Alla mostra sull’Oriente l’«arte» del tè

Sabato l’incontro con gli esperti: si potranno gustare qualità da Cina e Giappone

Milano è una città dal ritmo frenetico, dove tutti sono sempre di corsa, ma, talvolta, si sente la necessità di fermarsi un attimo davanti a una buona tazza di tè. L’occasione sarà offerta, sabato, al Serrone della Villa Reale di Monza, alle 16, dove verrà organizzato un incontro che unirà la tradizione del tè in Cina e Giappone alla mostra «Viaggio in Oriente» di Enrico Cernuschi - patriota, finanziere, collezionista (1821-1896) - in programma fino al 19 febbraio, lungo itinerario che ha visto proprio Cina e Giappone come due momenti fondamentali per l’arricchimento della sua collezione di arte asiatica, di cui sono presenti a Monza 200 pezzi. Gli organizzatori hanno invitato Francesca Natali, fondatrice del progetto «l’Arte di offrire il tè» e studiosa della bevanda. Per tutti i partecipanti ci sarà l’occasione di degustare rare qualità di tè dei due Paesi, seguendo antichi cerimoniali e verranno raccontate le diverse particolarità di metodo e pensiero della cerimonia cinese del Tè del GongFuCha, e quella giapponese del ChaNoYu. Al termine, visita guidata alla mostra (per informazioni: 039/322086-02/2826293, costo per partecipare 5 euro).
Tra gli altri luoghi nei quali ritrovarsi per momenti piacevoli dedicati all’antica bevanda, c’è la Sala di Degustazione nella Boutique «L'Arte di Offrire il Thé» di via Macedonio Melloni 35 (telefono 02-715442), guidata da Francesca Natali, dove, dalle 15.30 alle 19.30, si può degustare il nobile infuso.

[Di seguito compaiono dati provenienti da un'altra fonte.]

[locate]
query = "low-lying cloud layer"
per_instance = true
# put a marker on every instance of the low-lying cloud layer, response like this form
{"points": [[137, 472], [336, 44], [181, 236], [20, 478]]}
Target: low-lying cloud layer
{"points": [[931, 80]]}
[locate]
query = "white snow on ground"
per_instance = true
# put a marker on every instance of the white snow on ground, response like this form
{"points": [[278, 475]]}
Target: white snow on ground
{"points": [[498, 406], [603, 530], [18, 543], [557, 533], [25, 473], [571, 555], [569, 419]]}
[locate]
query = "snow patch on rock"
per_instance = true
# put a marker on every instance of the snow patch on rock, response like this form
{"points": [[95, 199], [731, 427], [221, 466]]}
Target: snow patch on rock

Alla Boutique si tengono anche i corsi e per accedere alla Sala di Degustazione bisogna essere tesserati.
Il Rhabar di via Alzaia Naviglio Grande 150 (telefono 393-9719561) è uno spazio dall'atmosfera etnica e moderna: piano terra con morbidi divani e il bancone bar, il patio, oasi di sedute di vimini e tappeti, sala «relax», con complementi d'arredo ricercati, per conversare o leggere. Il tutto tra tè, infusi, come il Rha, privo di caffeina, con menta, tiglio, limone, zenzero, camomilla, miele, vaniglia e foglie di mora e l'Ibisco, che unisce l'aroma fruttato del ribes nero, la dolcezza della vaniglia e le proprietà rivitalizzanti del ginseng.

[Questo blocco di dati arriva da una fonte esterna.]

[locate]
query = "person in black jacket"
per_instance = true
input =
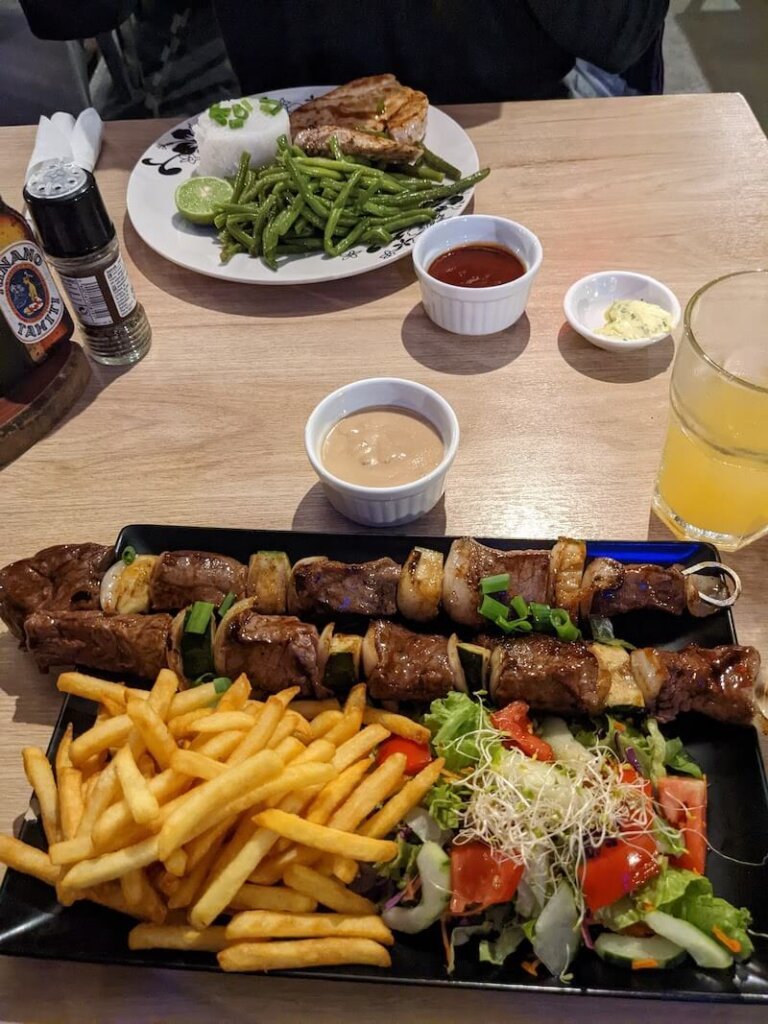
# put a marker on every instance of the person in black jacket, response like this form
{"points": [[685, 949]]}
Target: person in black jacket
{"points": [[454, 50]]}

Al Carlton Hotel Baglioni, nell’apposita sala, si possono bere tè cinesi e giapponesi serviti con accessori a tema. Il Grand Hotel et de Milan, poi, all’interno del Gerry’s Bar da poco inaugurato, ha una sala da tè che propone tè cinesi, verdi, neri puri di stampo inglese, da gustare in un ambiente sempre elegante. Tè anche al Crystal di Via Manuzio 6 (telefono 02-29060250) o da Dar El Yacout in via Cadore (02-5462230, con pasticceria a base di miele e mandorle), da Eda (via Filippino Lippi 7, 02-26681962) che conquista con i suoi biscotti e dolcetti o all’Open Care (Via Piranesi 10, telefono 02.73981).